What juice did you try on it?

Reactions: Can relate 1


----------



## Anneries (10/1/17)

Silver said:


> What juice did you try on it?



@Silver I have tried all my regular juices actually, even tho I was warned against it. The flavor is a little bit muted but on my high-nic tobaccos it works a charm. 
I must admit, anything with custards you can forget to taste the custard, but tobaccos, fruits and menthols works great, for me at least. 

Hope you can get it working for you. I am vaping it with only 3 holes open currently with a 50/50 Turkish tobacco at 12~ish mg nic.

Reactions: Like 1


----------



## Silver (10/1/17)

Thanks @Anneries

I tried it with my Strawberry menthol blend which is not too thick - about 50/50 and about 14mg.
Just wasn't working too well. Was gurgling quite a bit.
Then ShaunNadan explained to me a few tricks to get it going nicely and I tried that (blowing through it and a few other things) but mine just won't vaporise evenly. Its asif its a bit flooded. 

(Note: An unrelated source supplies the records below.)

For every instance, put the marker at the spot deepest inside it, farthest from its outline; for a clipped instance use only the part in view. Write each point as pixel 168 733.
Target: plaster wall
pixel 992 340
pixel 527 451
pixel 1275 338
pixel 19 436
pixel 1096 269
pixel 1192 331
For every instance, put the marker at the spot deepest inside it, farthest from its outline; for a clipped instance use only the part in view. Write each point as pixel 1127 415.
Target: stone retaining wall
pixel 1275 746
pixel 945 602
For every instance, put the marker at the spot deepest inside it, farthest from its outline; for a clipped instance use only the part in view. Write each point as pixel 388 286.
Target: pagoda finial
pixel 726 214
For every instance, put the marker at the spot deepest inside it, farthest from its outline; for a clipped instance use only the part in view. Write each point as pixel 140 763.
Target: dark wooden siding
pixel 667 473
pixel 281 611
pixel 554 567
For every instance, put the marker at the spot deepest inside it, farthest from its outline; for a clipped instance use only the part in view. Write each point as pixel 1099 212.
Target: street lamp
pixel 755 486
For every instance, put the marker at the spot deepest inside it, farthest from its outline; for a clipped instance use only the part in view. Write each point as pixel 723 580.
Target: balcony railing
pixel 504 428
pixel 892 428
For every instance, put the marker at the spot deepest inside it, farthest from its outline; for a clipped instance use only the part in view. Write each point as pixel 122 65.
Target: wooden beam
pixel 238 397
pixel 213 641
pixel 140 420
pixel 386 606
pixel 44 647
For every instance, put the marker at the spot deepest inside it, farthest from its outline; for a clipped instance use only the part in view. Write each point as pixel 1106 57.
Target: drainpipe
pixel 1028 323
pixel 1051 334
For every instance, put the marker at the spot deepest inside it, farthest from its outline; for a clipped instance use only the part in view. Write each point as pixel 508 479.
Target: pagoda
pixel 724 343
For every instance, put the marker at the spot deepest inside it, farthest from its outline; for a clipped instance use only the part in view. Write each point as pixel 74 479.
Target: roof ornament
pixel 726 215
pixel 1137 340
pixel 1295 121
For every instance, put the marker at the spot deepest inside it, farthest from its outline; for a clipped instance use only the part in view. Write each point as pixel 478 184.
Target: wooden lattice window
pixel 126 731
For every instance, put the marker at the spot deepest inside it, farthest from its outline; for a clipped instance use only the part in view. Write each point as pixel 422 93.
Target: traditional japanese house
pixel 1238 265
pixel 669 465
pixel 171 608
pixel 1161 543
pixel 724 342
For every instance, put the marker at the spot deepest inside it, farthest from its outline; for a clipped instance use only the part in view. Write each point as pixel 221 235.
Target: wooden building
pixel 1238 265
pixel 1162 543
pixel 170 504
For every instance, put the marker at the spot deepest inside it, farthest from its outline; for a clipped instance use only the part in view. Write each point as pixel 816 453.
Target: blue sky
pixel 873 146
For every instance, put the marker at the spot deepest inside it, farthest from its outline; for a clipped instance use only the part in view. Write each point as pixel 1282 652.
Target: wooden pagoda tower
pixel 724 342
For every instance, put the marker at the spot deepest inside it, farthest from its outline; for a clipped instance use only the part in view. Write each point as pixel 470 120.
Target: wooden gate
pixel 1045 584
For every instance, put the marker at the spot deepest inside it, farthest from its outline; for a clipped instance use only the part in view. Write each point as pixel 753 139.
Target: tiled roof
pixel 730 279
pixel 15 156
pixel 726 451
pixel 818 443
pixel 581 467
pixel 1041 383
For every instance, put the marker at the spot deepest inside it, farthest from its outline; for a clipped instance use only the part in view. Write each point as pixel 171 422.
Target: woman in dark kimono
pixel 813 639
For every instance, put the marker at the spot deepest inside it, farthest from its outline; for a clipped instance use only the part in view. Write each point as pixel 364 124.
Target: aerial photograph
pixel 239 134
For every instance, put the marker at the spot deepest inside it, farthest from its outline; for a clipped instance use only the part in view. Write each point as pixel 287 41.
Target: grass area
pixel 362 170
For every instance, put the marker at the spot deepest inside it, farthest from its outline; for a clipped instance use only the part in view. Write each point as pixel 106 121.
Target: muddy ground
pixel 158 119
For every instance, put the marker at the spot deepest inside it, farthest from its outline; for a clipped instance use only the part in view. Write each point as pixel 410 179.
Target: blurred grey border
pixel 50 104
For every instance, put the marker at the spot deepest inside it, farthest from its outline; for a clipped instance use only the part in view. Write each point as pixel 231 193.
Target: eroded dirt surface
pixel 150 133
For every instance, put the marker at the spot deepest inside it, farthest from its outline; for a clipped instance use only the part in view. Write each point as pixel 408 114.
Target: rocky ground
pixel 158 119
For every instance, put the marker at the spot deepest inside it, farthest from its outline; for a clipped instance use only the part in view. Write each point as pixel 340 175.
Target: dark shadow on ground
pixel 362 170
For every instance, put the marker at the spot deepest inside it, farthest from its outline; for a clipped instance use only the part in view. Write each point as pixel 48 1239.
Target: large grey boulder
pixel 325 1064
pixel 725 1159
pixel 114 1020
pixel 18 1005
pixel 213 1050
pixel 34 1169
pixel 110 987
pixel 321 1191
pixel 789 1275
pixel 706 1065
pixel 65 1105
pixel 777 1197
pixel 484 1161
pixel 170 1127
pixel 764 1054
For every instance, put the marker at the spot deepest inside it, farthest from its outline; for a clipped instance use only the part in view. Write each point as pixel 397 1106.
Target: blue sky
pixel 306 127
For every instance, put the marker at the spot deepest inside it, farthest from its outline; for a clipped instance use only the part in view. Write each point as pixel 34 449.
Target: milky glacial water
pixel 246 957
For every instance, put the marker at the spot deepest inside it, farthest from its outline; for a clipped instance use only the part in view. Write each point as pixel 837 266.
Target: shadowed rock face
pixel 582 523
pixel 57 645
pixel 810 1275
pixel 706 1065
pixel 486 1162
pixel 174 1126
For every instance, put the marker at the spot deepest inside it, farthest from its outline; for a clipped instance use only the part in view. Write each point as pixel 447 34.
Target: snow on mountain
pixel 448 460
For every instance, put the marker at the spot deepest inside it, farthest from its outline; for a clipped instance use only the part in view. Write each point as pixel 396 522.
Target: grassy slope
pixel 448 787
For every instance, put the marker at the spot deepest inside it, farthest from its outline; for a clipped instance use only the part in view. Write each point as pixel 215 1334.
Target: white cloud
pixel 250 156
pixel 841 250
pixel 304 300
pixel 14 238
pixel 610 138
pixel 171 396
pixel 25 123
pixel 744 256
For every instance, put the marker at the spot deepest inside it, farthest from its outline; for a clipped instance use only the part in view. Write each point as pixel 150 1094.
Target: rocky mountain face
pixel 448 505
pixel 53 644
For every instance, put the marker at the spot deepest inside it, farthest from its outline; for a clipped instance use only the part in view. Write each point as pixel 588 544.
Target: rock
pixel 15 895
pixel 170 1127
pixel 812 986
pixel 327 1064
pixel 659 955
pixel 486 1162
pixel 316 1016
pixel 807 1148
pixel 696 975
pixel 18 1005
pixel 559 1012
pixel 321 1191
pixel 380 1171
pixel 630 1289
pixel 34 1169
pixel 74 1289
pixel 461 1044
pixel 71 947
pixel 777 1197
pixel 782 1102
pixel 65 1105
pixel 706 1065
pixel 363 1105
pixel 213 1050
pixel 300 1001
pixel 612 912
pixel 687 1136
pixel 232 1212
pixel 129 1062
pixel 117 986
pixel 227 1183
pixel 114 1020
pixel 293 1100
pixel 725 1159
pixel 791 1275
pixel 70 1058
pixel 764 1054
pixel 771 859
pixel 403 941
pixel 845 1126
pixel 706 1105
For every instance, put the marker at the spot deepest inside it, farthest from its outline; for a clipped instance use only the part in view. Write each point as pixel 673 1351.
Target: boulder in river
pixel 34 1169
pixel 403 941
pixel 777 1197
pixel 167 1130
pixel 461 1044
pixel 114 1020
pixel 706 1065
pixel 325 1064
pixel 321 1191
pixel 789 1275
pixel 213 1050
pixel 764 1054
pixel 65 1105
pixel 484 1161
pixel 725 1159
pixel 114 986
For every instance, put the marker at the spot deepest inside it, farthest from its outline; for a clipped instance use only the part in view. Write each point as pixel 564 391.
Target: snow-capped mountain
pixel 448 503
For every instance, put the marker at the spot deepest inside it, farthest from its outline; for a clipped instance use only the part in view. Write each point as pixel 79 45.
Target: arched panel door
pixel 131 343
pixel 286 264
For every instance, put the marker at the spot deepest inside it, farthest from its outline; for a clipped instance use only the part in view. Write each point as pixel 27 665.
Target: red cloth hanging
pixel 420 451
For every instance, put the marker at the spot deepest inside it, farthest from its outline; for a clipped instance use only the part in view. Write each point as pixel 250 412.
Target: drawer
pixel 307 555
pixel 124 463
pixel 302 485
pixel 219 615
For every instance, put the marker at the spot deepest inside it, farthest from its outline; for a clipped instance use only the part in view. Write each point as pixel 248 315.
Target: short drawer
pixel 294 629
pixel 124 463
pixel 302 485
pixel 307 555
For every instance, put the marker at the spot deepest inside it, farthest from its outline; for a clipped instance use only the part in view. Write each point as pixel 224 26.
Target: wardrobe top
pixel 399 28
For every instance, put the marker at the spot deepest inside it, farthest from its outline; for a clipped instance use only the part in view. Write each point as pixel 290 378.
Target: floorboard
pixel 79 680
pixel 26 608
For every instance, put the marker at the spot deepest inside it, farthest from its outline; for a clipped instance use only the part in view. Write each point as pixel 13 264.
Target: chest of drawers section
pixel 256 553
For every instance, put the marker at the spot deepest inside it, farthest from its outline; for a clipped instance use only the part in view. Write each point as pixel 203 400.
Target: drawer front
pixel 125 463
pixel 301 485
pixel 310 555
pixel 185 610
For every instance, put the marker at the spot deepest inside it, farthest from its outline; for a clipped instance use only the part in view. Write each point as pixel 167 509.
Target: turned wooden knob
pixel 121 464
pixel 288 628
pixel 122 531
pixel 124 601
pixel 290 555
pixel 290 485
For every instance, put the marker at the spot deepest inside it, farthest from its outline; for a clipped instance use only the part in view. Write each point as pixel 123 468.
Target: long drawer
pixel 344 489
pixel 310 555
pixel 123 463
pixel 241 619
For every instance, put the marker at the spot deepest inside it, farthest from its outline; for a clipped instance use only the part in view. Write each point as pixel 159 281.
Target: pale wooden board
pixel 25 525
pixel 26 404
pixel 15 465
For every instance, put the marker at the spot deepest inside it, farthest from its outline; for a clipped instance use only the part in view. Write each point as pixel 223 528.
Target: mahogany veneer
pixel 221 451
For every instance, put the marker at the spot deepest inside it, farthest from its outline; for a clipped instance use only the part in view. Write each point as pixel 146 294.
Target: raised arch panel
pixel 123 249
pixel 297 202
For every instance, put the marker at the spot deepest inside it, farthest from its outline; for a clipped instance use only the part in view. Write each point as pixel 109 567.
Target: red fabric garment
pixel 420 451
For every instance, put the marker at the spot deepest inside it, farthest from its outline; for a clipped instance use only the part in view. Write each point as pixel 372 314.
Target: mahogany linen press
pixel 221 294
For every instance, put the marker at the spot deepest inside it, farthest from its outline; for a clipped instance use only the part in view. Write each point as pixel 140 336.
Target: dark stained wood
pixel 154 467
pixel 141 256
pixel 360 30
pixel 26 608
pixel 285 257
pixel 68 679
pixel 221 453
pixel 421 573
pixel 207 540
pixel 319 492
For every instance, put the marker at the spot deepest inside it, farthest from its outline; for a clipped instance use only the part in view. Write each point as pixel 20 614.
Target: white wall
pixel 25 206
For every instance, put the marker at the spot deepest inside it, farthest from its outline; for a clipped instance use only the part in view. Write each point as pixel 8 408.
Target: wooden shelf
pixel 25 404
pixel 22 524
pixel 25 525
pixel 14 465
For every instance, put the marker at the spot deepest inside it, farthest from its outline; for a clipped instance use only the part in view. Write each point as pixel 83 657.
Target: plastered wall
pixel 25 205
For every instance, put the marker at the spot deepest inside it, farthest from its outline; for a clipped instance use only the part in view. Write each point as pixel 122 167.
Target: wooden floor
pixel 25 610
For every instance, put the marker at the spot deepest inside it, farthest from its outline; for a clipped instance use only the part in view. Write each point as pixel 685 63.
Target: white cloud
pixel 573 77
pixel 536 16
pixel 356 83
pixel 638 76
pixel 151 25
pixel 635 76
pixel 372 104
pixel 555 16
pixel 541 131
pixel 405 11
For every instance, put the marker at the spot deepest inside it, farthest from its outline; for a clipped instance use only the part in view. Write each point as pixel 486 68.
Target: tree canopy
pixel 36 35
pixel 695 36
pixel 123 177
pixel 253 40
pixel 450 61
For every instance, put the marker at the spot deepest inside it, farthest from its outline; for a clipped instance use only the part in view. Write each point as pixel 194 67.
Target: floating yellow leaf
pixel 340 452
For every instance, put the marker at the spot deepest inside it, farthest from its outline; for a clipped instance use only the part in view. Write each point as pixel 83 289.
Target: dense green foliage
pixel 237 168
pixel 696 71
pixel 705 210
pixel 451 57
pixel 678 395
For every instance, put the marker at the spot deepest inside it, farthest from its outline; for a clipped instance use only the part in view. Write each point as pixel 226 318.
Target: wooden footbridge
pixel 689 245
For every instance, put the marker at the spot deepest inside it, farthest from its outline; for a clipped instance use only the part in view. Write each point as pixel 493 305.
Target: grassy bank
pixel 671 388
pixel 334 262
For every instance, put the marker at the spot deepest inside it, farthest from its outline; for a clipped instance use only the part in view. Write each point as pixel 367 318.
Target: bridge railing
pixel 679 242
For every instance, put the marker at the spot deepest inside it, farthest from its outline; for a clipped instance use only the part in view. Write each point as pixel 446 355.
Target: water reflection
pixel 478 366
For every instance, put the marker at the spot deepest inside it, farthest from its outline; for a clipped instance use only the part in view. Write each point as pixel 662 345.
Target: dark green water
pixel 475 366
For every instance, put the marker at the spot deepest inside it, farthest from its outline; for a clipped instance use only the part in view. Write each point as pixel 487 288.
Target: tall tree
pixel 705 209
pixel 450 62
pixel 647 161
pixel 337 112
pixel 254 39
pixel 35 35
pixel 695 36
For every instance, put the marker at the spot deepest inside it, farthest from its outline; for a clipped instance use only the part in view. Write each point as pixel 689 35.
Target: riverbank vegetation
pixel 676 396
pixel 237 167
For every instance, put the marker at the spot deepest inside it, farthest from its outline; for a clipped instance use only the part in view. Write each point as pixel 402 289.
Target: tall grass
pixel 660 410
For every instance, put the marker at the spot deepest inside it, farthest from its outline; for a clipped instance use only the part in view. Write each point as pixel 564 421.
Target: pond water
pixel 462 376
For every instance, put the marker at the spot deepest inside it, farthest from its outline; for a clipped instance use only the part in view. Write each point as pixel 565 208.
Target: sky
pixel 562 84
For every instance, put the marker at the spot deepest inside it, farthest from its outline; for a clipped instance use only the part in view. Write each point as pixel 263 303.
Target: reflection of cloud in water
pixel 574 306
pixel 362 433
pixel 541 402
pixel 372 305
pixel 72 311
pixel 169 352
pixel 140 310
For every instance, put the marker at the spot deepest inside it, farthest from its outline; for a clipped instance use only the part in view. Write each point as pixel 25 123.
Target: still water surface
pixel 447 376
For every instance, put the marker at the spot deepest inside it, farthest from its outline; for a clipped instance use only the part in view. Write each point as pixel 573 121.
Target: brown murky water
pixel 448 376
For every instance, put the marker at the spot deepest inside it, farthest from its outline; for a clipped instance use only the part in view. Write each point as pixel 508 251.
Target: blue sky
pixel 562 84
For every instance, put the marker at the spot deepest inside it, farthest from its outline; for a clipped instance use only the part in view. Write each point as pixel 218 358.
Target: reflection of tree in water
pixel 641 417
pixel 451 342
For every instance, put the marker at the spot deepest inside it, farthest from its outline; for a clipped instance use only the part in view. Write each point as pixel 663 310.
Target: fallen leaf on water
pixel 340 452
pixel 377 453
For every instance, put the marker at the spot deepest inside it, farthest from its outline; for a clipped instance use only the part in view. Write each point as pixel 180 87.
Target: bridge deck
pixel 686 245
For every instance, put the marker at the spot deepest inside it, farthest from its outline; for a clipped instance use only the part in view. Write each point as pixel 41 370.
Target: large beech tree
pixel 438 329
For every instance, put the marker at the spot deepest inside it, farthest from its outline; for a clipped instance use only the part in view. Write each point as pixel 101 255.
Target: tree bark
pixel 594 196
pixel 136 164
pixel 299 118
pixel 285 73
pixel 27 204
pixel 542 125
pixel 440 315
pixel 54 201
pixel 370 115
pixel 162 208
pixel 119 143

Its been sitting for a while so maybe I will try it again soon.


----------



## Nailedit77 (10/1/17)

I still use mine at work every day,made some 50/50 8mg juice and enjoying it. Stealth vape of note


----------



## BumbleBee (10/1/17)

Silver said:


> Thanks @Anneries
> 
> I tried it with my Strawberry menthol blend which is not too thick - about 50/50 and about 14mg.
> Just wasn't working too well. Was gurgling quite a bit.
> ...


It does tend to gurgle a bit when the tank has just been refilled or opened for whatever reason. It will also have a slight gurgle if the device has been standing unused for a while. It usually just takes a few puffs to clear the excess juice from the coil. This seems to be a common occurrence with all of these new "cup design" systems.

Reactions: Thanks 1


----------



## Anneries (28/2/17)

Just want to report back. Since I got my mini it has never left my side. It is always ready with a nice 16mg-18mg juice. Still going strong.

Reactions: Like 2 | Winner 1 | Informative 1


----------



## Mahir (3/3/17)

Hi. I'm interested in getting an iCare... So a little bird told me that you can vape 80/20 VG PG juices in this little thing. Is it true? Has anyone tried this or even a max VG juice? The wick holes look a bit tiny so I'm still unconvinced.


----------



## Mahir (3/3/17)

Or is anyone willing to experiment for me hehe. I'm planning on using a 70/30 6mg and lung hit this. Will it work out or should a pass this kit.


----------



## BumbleBee (3/3/17)

Mahir said:


> Or is anyone willing to experiment for me hehe. I'm planning on using a 70/30 6mg and lung hit this. Will it work out or should a pass this kit.


70VG works just fine on the iCare, it may be a little restricted as far as airflow goes but with a bit of imagination a lung hit is possible but probably won't get you very far in cloud competitions

Reactions: Thanks 1


----------



## Rob Fisher (3/3/17)

Mahir said:


> Or is anyone willing to experiment for me hehe. I'm planning on using a 70/30 6mg and lung hit this. Will it work out or should a pass this kit.



No way you can do a proper lung hit on the iCare... you have to slipstream... and I just don't get how people like this device let alone want to get an expensive stab cover for it... The iJust One is about eight million times a better buy!

Reactions: Like 1


----------